The CTA is Not a Necessary and Proper Exercise of Congress’ Taxation Power

Finally, the Government asserted that the CTA is a necessary and proper exercise of Congress’s authority to tax because one purpose of the BOI database created by FinCEN is to assist in efficient tax administration.  (Id. at 16-17).  The Government contends “the collection of beneficial ownership information is necessary and proper to ensure taxable income is appropriately reported,” and that Congress recognized this relationship by “draft[ing] the CTA to allow ‘[o]fficers and employees of the Department of the Treasury [to] obtain access to beneficial ownership information for tax administration purposes[.]’”  The District Court once again rejected the Government’s argument, holding that to accept the Government’s reading of the Necessary and Proper Clause would permit passage of any law that may involve information useful to tax officials.  (Id. at 52).  In other words, the exception would quickly swallow the rule.


It is not yet clear what the implications of this decision will be for entities subject to the reporting provisions under the CTA, and the District Court has not yet ruled whether there will be a nationwide injunction.  McGuireWoods is monitoring the fallout from this decision and its effects on reporting companies. 
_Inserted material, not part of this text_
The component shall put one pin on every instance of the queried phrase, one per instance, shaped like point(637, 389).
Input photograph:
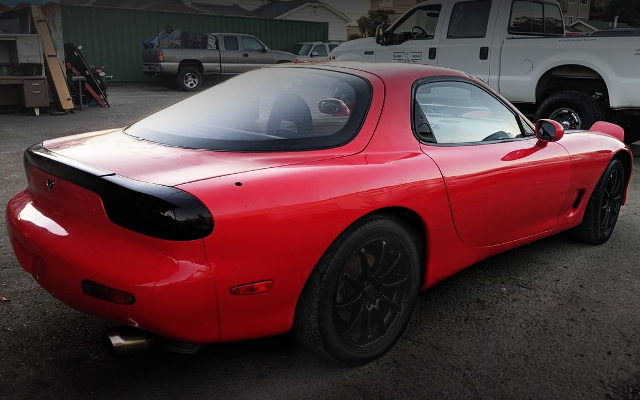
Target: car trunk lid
point(116, 152)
For questions about this decision, the CTA, or AML compliance generally, including customer due diligence and beneficial ownership rules, contact the authors of this article or another member of the McGuireWoods Financial Services & Securities Enforcement team, Government Investigations & White Collar Litigation team, Tax & Employment Benefits team, or Corporate & Private Equity team.

[1] Notably, when the Court discusses the CDD Rule, juxtaposing it to the CTA, it demonstrates a fundamental misunderstanding of the CDD Rule in its comparison.  The Court states that financial institutions collect identifying information from customers at account opening and “provide it to FinCEN.”  (Id.at 11, 44-45).  The Court later states that “the practical similarities between these two regulations make it hard to justify a conclusion that ‘failure to regulate’ corporate entities upon formation would ‘leave a gaping hole’ in Congress’ fight against illicit corporate activity and money laundering…”  (Id.at 45).  This is an inaccurate description to the CDD Rule and where the information is maintained.  The CTA requires reporting of such information to FinCEN to create a centralized database with nationwide information on legal entity beneficial owners.  There is no such data base with CDD Rule information.  Under the CDD Rule, information on beneficial owners of legal entity customers is maintained within the records of each individual financial institution and is not reported to FinCEN or any other governmental entity, unless requested in the context of an investigation, examination, or other governmental requests.